The chorale which concludes the piece was originally published in the magazine La Revue musicale in an edition entitled Le Tombeau de Claude Debussy, which included short pieces from several composers, including Maurice Ravel and Manuel de Falla, dedicated to Debussy's memory. It appeared as a piano score in the Tombeau.

==Reception==
The premiere at Queen's Hall, London, was greeted initially by laughter and derision from an audience unaccustomed to Stravinsky's experimental work.

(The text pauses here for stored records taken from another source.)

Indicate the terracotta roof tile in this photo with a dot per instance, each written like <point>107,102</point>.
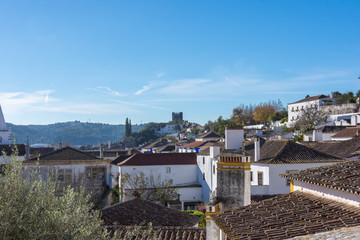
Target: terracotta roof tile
<point>286,216</point>
<point>348,132</point>
<point>312,98</point>
<point>159,159</point>
<point>209,135</point>
<point>341,149</point>
<point>66,153</point>
<point>331,129</point>
<point>169,233</point>
<point>343,176</point>
<point>140,212</point>
<point>195,144</point>
<point>285,151</point>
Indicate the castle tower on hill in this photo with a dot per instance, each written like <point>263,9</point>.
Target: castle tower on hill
<point>5,133</point>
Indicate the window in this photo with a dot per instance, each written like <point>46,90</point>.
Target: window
<point>288,180</point>
<point>95,178</point>
<point>260,179</point>
<point>64,178</point>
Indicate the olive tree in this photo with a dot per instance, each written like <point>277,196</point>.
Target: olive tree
<point>147,187</point>
<point>31,209</point>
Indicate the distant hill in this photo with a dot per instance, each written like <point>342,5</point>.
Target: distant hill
<point>76,133</point>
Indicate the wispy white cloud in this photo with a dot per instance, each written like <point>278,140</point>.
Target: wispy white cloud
<point>25,98</point>
<point>107,90</point>
<point>144,89</point>
<point>160,74</point>
<point>185,86</point>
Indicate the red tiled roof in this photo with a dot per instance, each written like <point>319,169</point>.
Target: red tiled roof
<point>285,151</point>
<point>66,153</point>
<point>348,132</point>
<point>287,216</point>
<point>341,149</point>
<point>141,212</point>
<point>159,159</point>
<point>343,176</point>
<point>312,98</point>
<point>195,144</point>
<point>209,135</point>
<point>163,233</point>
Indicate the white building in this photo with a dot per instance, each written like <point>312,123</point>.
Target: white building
<point>295,109</point>
<point>181,168</point>
<point>76,168</point>
<point>273,157</point>
<point>207,161</point>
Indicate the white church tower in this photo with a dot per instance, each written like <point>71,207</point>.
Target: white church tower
<point>5,133</point>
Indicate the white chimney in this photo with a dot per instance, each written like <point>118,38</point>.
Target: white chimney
<point>353,120</point>
<point>27,156</point>
<point>257,149</point>
<point>101,151</point>
<point>234,138</point>
<point>214,151</point>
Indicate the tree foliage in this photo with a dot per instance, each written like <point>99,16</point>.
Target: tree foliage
<point>310,117</point>
<point>263,112</point>
<point>343,98</point>
<point>30,208</point>
<point>147,187</point>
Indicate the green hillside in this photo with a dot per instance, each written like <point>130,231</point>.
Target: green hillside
<point>76,133</point>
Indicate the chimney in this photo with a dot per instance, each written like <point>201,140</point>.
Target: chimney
<point>214,151</point>
<point>234,138</point>
<point>27,154</point>
<point>101,151</point>
<point>233,180</point>
<point>257,149</point>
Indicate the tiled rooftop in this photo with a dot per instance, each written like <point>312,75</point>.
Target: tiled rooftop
<point>332,129</point>
<point>170,233</point>
<point>287,216</point>
<point>348,132</point>
<point>66,153</point>
<point>209,135</point>
<point>312,98</point>
<point>285,151</point>
<point>341,149</point>
<point>140,212</point>
<point>159,159</point>
<point>343,176</point>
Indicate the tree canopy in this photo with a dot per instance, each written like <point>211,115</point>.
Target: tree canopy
<point>30,208</point>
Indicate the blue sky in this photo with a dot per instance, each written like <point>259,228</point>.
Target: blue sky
<point>104,61</point>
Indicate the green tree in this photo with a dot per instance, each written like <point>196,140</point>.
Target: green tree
<point>128,127</point>
<point>263,112</point>
<point>30,208</point>
<point>310,117</point>
<point>147,187</point>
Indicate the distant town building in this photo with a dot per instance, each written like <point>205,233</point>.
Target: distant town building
<point>177,117</point>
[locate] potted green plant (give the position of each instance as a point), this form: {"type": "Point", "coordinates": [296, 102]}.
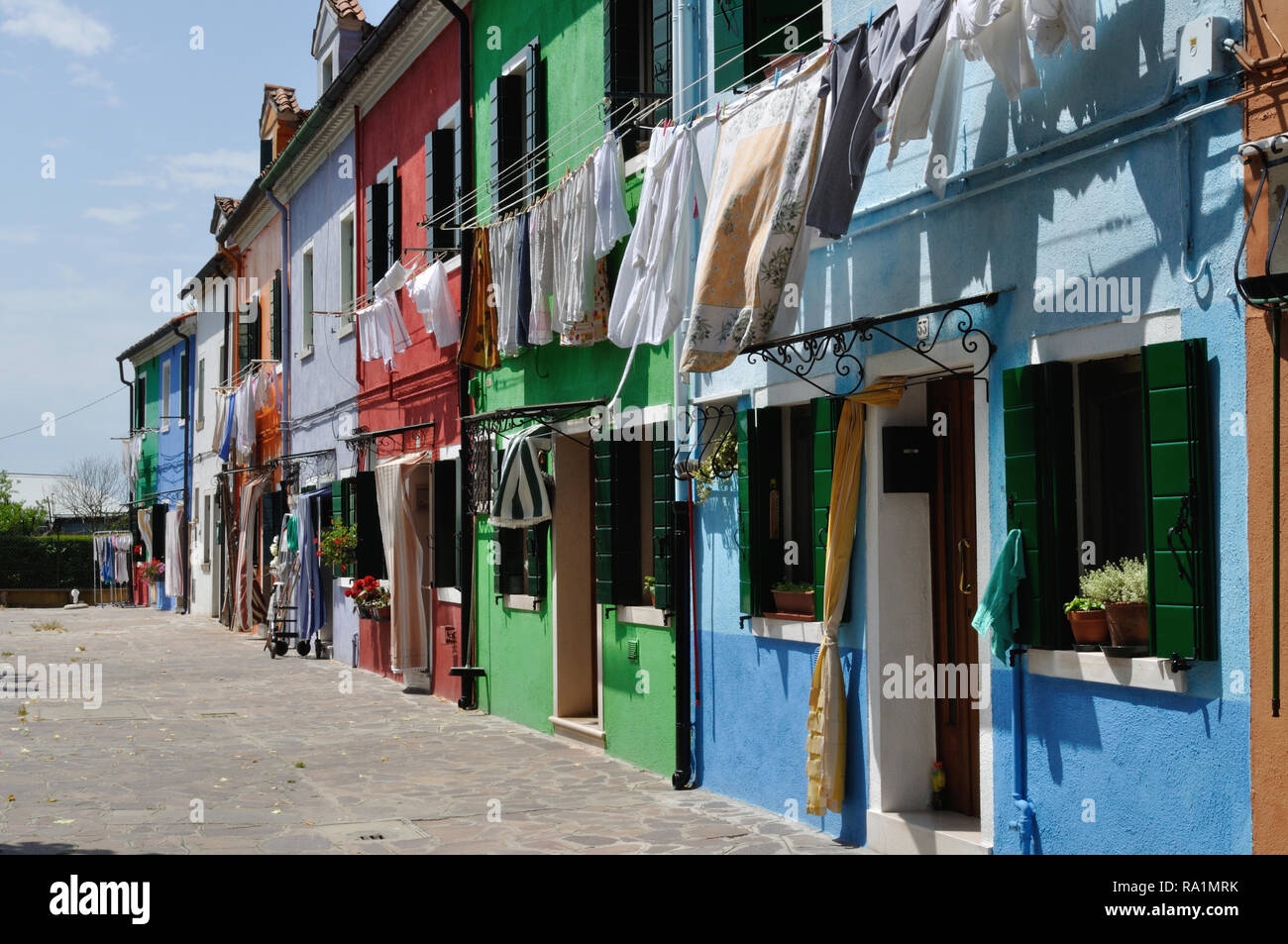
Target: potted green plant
{"type": "Point", "coordinates": [338, 549]}
{"type": "Point", "coordinates": [794, 597]}
{"type": "Point", "coordinates": [1124, 588]}
{"type": "Point", "coordinates": [370, 597]}
{"type": "Point", "coordinates": [1087, 621]}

According to Arthur Rubinstein, who attended the performance with Stravinsky, laughter broke out during the bassoon segment, and the conductor, Koussevitzky, "instead of stopping the performance and addressing the audience with a few words, assuring them that it was a serious work in the modern idiom, smiled maliciously and even had a twinkle in his eye as he looked over his shoulder at the laughing audience". A reviewer for the Times reported, however, that the hisses "were no sign of ill-will towards the composer", and subsided when Stravinsky stood up at the end of the performance to bow.